Function Calling

Function calling (also called tool calling) is the mechanism that enables large language models to invoke external functions, APIs, and tools in response to user requests. This capability transforms LLMs from passive text generators into action-taking agents that can query databases, call APIs, execute code, and orchestrate multi-step workflows. It is the foundational building block of all agentic AI systems.
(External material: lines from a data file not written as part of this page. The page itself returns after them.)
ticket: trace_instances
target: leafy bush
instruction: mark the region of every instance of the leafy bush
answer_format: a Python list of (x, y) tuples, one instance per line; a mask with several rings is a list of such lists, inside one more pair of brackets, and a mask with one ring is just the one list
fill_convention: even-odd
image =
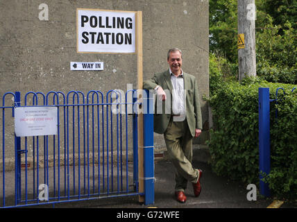
[(257, 77), (241, 84), (222, 79), (219, 83), (209, 99), (214, 126), (209, 142), (213, 170), (259, 185), (258, 88), (269, 87), (270, 98), (275, 99), (276, 89), (281, 86), (286, 95), (280, 92), (278, 103), (271, 104), (271, 171), (265, 180), (275, 196), (296, 198), (297, 89), (289, 93), (294, 85), (269, 83)]
[(266, 21), (256, 33), (257, 74), (269, 82), (296, 84), (297, 33), (289, 22), (282, 27), (273, 25), (269, 15)]

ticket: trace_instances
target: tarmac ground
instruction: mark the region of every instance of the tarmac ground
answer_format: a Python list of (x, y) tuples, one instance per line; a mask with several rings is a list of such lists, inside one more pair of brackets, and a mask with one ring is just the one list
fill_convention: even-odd
[[(201, 157), (194, 152), (194, 157)], [(271, 198), (259, 195), (257, 200), (248, 200), (246, 195), (249, 190), (246, 185), (238, 182), (230, 181), (228, 178), (217, 176), (211, 166), (199, 157), (194, 158), (193, 166), (201, 169), (202, 191), (199, 197), (194, 196), (193, 188), (189, 182), (185, 191), (187, 202), (180, 203), (174, 196), (174, 169), (166, 157), (155, 159), (155, 203), (144, 205), (138, 201), (138, 196), (100, 198), (69, 203), (59, 203), (43, 205), (31, 206), (31, 208), (266, 208), (273, 201)], [(14, 186), (12, 186), (14, 187)], [(28, 207), (24, 207), (27, 208)], [(297, 203), (286, 202), (278, 207), (296, 208)]]

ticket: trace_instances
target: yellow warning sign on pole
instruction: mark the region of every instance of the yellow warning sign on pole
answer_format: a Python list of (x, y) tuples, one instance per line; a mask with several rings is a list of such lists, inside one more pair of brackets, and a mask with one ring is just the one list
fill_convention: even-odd
[(238, 35), (237, 47), (238, 49), (244, 49), (244, 34), (243, 33)]

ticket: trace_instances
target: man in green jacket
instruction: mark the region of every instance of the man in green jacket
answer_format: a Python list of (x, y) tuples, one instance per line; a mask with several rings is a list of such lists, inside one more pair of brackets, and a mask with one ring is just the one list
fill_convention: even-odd
[(157, 94), (154, 131), (164, 134), (169, 157), (176, 169), (176, 197), (185, 203), (187, 181), (192, 183), (195, 196), (201, 191), (202, 171), (192, 165), (192, 139), (202, 130), (200, 98), (196, 78), (182, 69), (182, 51), (169, 49), (167, 62), (169, 69), (144, 81), (144, 89), (155, 89)]

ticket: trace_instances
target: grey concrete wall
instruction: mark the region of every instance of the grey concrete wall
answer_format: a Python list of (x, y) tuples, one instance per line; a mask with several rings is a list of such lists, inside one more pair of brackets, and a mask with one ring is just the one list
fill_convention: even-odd
[[(40, 4), (49, 6), (49, 21), (40, 21)], [(144, 79), (168, 68), (169, 49), (183, 51), (183, 70), (195, 76), (207, 129), (208, 1), (207, 0), (0, 0), (0, 99), (6, 92), (91, 89), (106, 92), (137, 85), (135, 55), (76, 53), (76, 8), (143, 12)], [(101, 71), (70, 71), (71, 61), (101, 61)], [(11, 105), (11, 96), (6, 99)], [(1, 104), (2, 105), (2, 104)], [(12, 123), (11, 127), (13, 128)], [(203, 130), (194, 143), (203, 143)], [(10, 137), (8, 135), (8, 137)], [(164, 148), (155, 135), (157, 148)]]

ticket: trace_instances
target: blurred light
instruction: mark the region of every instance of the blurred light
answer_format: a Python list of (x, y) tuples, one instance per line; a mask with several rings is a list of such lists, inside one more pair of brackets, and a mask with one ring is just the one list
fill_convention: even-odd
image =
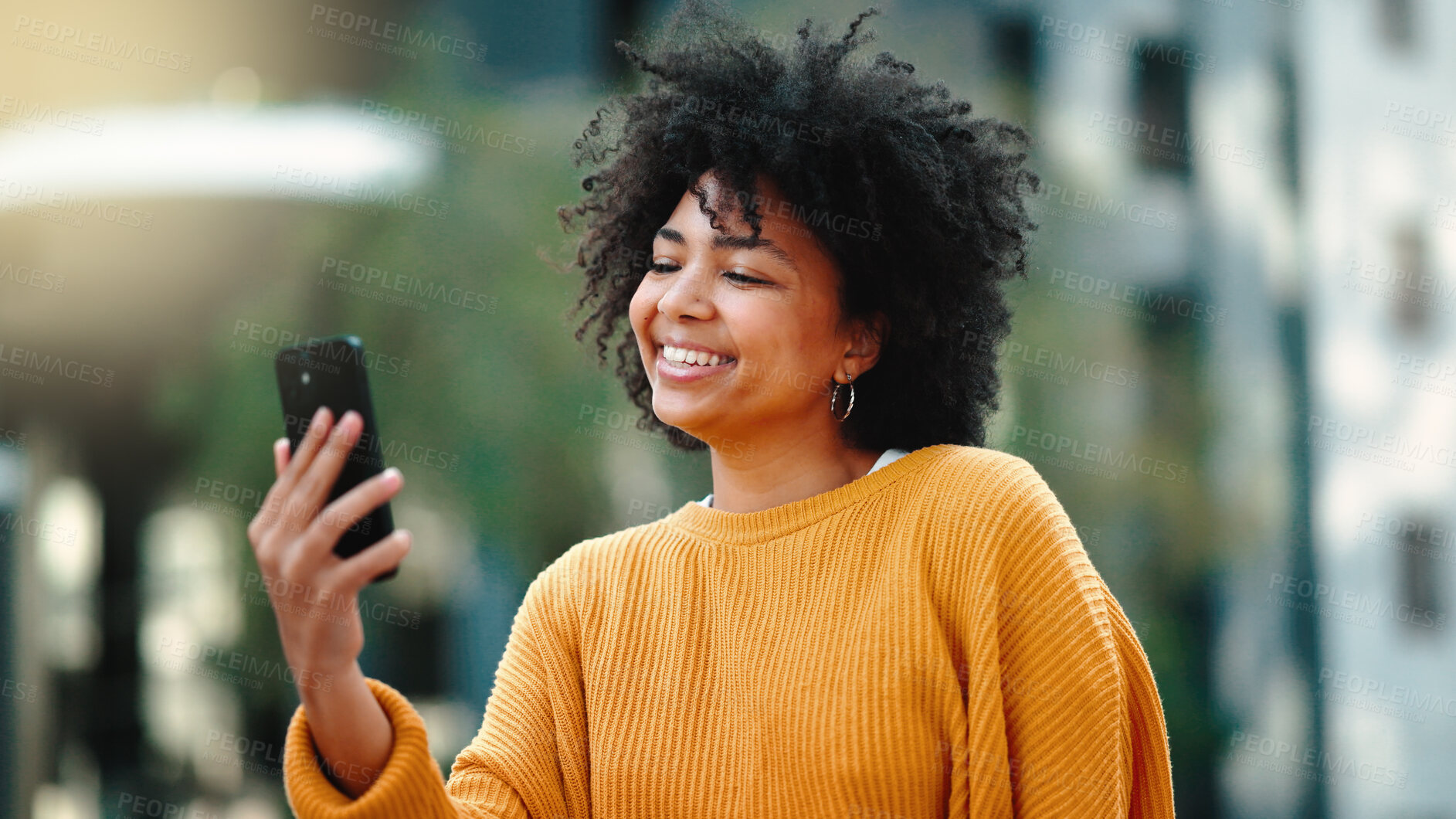
[(41, 493), (36, 516), (54, 528), (41, 536), (41, 574), (54, 592), (90, 589), (100, 571), (100, 500), (77, 478), (57, 478)]
[[(229, 79), (221, 93), (245, 93), (245, 83)], [(33, 133), (0, 138), (0, 179), (15, 205), (50, 195), (288, 198), (298, 189), (348, 198), (339, 185), (408, 188), (435, 160), (435, 149), (367, 130), (370, 121), (357, 108), (232, 112), (236, 108), (220, 114), (213, 105), (86, 111), (100, 121), (100, 136), (36, 124)], [(280, 191), (296, 172), (336, 184), (284, 184)], [(0, 198), (0, 210), (7, 198)]]
[(237, 554), (217, 514), (173, 506), (147, 517), (141, 583), (144, 618), (185, 619), (211, 646), (230, 644), (242, 634)]
[(13, 449), (0, 449), (0, 507), (19, 507), (25, 498), (26, 458)]
[(100, 654), (96, 577), (100, 573), (100, 498), (77, 478), (57, 478), (36, 503), (36, 561), (45, 584), (45, 647), (51, 666), (84, 670)]
[(234, 66), (213, 80), (213, 105), (226, 114), (246, 114), (258, 108), (264, 83), (258, 71), (248, 66)]
[(395, 525), (409, 529), (409, 554), (399, 574), (379, 590), (412, 609), (432, 609), (450, 597), (469, 557), (464, 523), (437, 509), (395, 501)]

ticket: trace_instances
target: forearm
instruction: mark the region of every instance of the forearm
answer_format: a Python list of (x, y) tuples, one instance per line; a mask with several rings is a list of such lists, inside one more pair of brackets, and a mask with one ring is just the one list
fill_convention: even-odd
[(298, 688), (313, 745), (329, 780), (358, 799), (379, 778), (395, 746), (395, 732), (355, 662), (333, 675), (329, 691)]

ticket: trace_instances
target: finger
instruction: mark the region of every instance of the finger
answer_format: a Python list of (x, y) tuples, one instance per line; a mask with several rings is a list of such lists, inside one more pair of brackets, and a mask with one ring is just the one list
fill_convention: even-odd
[(317, 565), (325, 555), (333, 554), (333, 546), (344, 532), (395, 497), (403, 484), (405, 477), (390, 466), (339, 495), (309, 525), (309, 532), (304, 535), (304, 560)]
[(395, 529), (387, 538), (365, 546), (364, 551), (355, 555), (349, 555), (339, 564), (336, 574), (339, 579), (338, 586), (352, 592), (368, 586), (376, 577), (395, 568), (399, 565), (399, 561), (405, 560), (412, 541), (414, 535), (409, 533), (409, 529)]
[(309, 421), (309, 430), (298, 443), (298, 450), (288, 459), (288, 468), (281, 475), (281, 482), (287, 490), (291, 491), (298, 484), (304, 472), (307, 472), (309, 465), (313, 463), (314, 456), (328, 443), (329, 433), (333, 428), (338, 428), (338, 424), (333, 423), (333, 412), (328, 407), (319, 407), (313, 414), (313, 420)]
[(288, 466), (288, 439), (282, 437), (274, 442), (274, 478), (281, 478), (282, 471)]
[[(291, 498), (294, 487), (298, 484), (303, 471), (307, 469), (309, 463), (313, 461), (313, 455), (323, 444), (325, 436), (329, 431), (331, 411), (328, 407), (319, 407), (313, 414), (313, 420), (309, 423), (309, 430), (304, 433), (303, 440), (298, 443), (298, 450), (288, 458), (288, 465), (284, 468), (282, 475), (274, 481), (272, 488), (264, 497), (262, 509), (258, 512), (258, 517), (264, 520), (264, 525), (272, 528), (280, 522), (288, 522), (296, 517), (297, 503)], [(293, 522), (298, 529), (303, 526)]]
[(352, 410), (345, 412), (339, 418), (339, 423), (333, 426), (333, 431), (329, 433), (323, 449), (314, 456), (313, 463), (309, 465), (307, 472), (303, 474), (297, 488), (293, 491), (290, 500), (297, 504), (298, 513), (307, 513), (310, 519), (319, 514), (329, 497), (329, 490), (333, 488), (333, 482), (339, 479), (339, 472), (344, 471), (344, 463), (348, 461), (349, 452), (354, 449), (354, 442), (358, 440), (360, 431), (363, 431), (363, 426), (364, 421), (360, 420), (360, 414)]

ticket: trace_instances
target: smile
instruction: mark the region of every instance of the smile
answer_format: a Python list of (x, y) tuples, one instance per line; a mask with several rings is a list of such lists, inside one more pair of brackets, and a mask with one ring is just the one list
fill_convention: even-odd
[(671, 345), (658, 347), (657, 350), (657, 375), (678, 383), (722, 373), (732, 369), (737, 363), (737, 358), (708, 354), (700, 350), (683, 350)]

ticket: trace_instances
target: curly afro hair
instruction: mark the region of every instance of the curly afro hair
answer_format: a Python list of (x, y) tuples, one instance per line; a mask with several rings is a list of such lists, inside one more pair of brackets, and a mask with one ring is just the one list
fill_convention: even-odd
[[(575, 338), (596, 324), (606, 364), (609, 340), (626, 325), (616, 375), (644, 412), (638, 428), (706, 449), (652, 412), (628, 309), (652, 238), (684, 191), (721, 226), (693, 187), (713, 171), (731, 191), (757, 191), (764, 173), (804, 213), (874, 226), (808, 220), (840, 268), (842, 325), (877, 312), (890, 321), (878, 363), (855, 380), (846, 444), (984, 446), (1000, 386), (996, 351), (1010, 334), (1002, 281), (1025, 278), (1026, 232), (1037, 227), (1022, 201), (1038, 187), (1021, 168), (1031, 138), (1016, 125), (970, 118), (970, 102), (952, 99), (943, 80), (916, 82), (914, 66), (890, 51), (847, 60), (874, 39), (860, 23), (875, 13), (860, 13), (837, 39), (807, 19), (776, 50), (716, 0), (683, 0), (655, 41), (616, 44), (648, 74), (646, 90), (610, 95), (596, 111), (572, 160), (597, 171), (581, 181), (587, 195), (558, 216), (566, 232), (585, 220), (575, 259), (585, 287), (568, 315), (588, 303), (593, 312)], [(757, 204), (740, 213), (759, 236)]]

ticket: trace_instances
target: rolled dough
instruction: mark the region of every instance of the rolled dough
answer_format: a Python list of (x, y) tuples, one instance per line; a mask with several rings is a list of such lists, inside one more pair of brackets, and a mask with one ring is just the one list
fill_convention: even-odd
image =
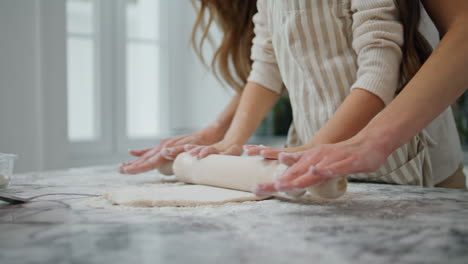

How Function Calling Works

Function calling operates as a structured loop between the LLM and external tools:

Definition — You provide the LLM with function definitions including names, descriptions, and JSON Schema parameter specifications
Detection — The model determines when a function call is needed based on user input
Invocation — The model outputs structured JSON matching the function signature instead of natural language
Execution — Your application executes the function with the provided arguments
Response — The result is fed back to the model, which generates a final response

Models like GPT-4 and Claude are fine-tuned specifically to detect when functions should be called and to produce correctly formatted JSON output.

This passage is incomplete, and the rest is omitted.